Our Founder’s Covenant:

We, the members of the First Congregational Church in Williamstown, Massachusetts, strive to be a body of Christ in which all people may worship God and relate to one another with a secure feeling that they are welcome and appreciated. We seek to create a safe, accessible haven where a person’s faith may be nurtured and developed in the sharing of diverse cultural and spiritual experiences of God. We will try, with the help of God, to lead a life of Christian love and service to God, humanity, and all creation. In offering ourselves to this   sacred mission, we attempt to show the way of Christ so that the community and the world in which we live may learn “to do justice, love mercy, and to walk humbly with God.” (Micah 6:8)

Declaration of Conscience

At this extraordinary time in our nation’s history, we are called to affirm our profound commitment to the fundamental principles of justice, equality, and compassion, to truth and the core values of American society, of universal human rights.

Our Christian tradition is clear. Deuteronomy 10:19 commands, “You shall also love the foreigner, for you were foreigners in the land of Egypt.” The Holy Family was forced to flee the violence of their homeland (Matthew 2). Our Savior was a migrant. We hear Jesus Christ declare in Matthew 25 that His followers will be judged if we do not welcome the stranger. We stand under that judgement today.

In the face of looming threats to immigrants, Muslims, people of color and the LGBTQ+ community and the rise of hate speech, harassment and hate crimes,

We Affirm:

Our belief in the inherent worth and dignity of every person.

Our commitment to justice and compassion in human relations.

Our opposition to any actions to undermine or suppress the right of every citizen to vote or to turn back advances in access to health care and reproductive rights,

Our opposition to any actions to weaken or eliminate initiatives to address the threat of climate change—actions that would threaten not only our country but the entire planet—and affirm our unyielding commitment to protect the interdependent web of all existence.

Our opposition to any and all unjust government actions to deport, register, or discriminate against refugees or immigrants on the basis of race, color, creed, gender or country of origin.
As people of conscience, we declare our commitment to translate our values into action as we stand on the side of love with the most vulnerable among us.

Therefore:

We pledge our voices and our church’s active support to resettle refugees in Massachusetts.

We call on our elected leaders, including the President,, to rescind the Executive Orders to limit refugee resettlement and to build walls on our borders. We have and will continue to welcome and support refugees and immigrants who have contributed so much to the fabric of our communities.

And, we encourage all churches and peoples of every faith to join us in this Declaration and to reach out in love and hospitality to the refugees and immigrants living near them.

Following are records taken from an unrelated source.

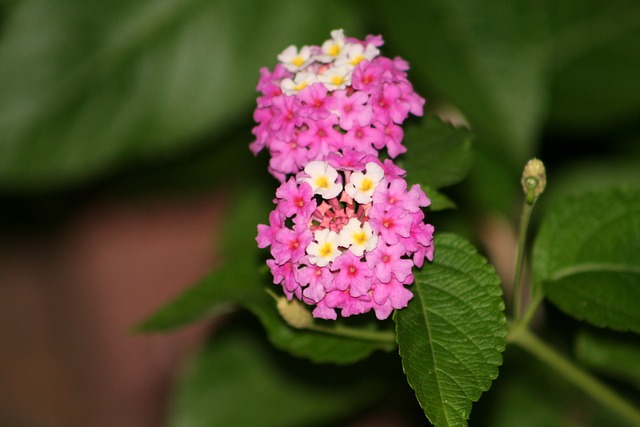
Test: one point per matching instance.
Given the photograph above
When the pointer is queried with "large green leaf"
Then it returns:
(489, 58)
(596, 63)
(616, 357)
(89, 86)
(438, 155)
(451, 335)
(236, 380)
(587, 257)
(319, 347)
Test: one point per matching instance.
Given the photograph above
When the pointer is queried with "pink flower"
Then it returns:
(387, 261)
(353, 109)
(352, 274)
(337, 97)
(296, 200)
(315, 102)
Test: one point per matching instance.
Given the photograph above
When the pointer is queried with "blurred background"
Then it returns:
(124, 128)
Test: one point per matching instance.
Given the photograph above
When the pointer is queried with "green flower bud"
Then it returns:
(293, 312)
(534, 180)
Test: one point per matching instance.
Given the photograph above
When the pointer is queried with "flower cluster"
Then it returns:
(339, 97)
(346, 231)
(347, 238)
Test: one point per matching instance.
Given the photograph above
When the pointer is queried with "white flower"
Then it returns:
(299, 82)
(362, 185)
(358, 238)
(336, 78)
(325, 248)
(294, 60)
(332, 47)
(323, 179)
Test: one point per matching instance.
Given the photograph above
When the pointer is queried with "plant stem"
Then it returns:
(524, 338)
(522, 238)
(388, 337)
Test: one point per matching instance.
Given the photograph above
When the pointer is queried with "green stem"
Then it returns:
(522, 238)
(524, 338)
(388, 337)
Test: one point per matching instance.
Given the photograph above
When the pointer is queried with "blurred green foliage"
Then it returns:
(156, 96)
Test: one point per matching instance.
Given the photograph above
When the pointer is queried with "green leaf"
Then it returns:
(439, 155)
(596, 64)
(236, 282)
(451, 335)
(489, 58)
(318, 347)
(237, 380)
(240, 282)
(616, 357)
(587, 257)
(88, 87)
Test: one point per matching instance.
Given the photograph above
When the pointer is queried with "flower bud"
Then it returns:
(294, 313)
(534, 180)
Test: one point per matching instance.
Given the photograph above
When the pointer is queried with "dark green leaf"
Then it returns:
(489, 58)
(587, 257)
(615, 357)
(596, 63)
(451, 335)
(438, 155)
(89, 86)
(318, 347)
(237, 381)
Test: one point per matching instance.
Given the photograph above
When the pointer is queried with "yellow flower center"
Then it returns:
(337, 80)
(325, 250)
(334, 50)
(366, 184)
(322, 182)
(300, 86)
(360, 237)
(356, 60)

We encourage all Americans to show compassion and support to those who have fled hardship and violence.

We welcome and invite all to join us in this commitment for justice.

The time is now.

February 2017

Sources: We want to acknowledge the sources for the wording of this Declaration: The language in this Declaration derives from the wording in similar documents from the Unitarian Universalist Association and the Massachusetts Council of Churches, with editing and additions from the Outreach Team at the First Congregational Church of Williamstown. We are grateful for their leadership.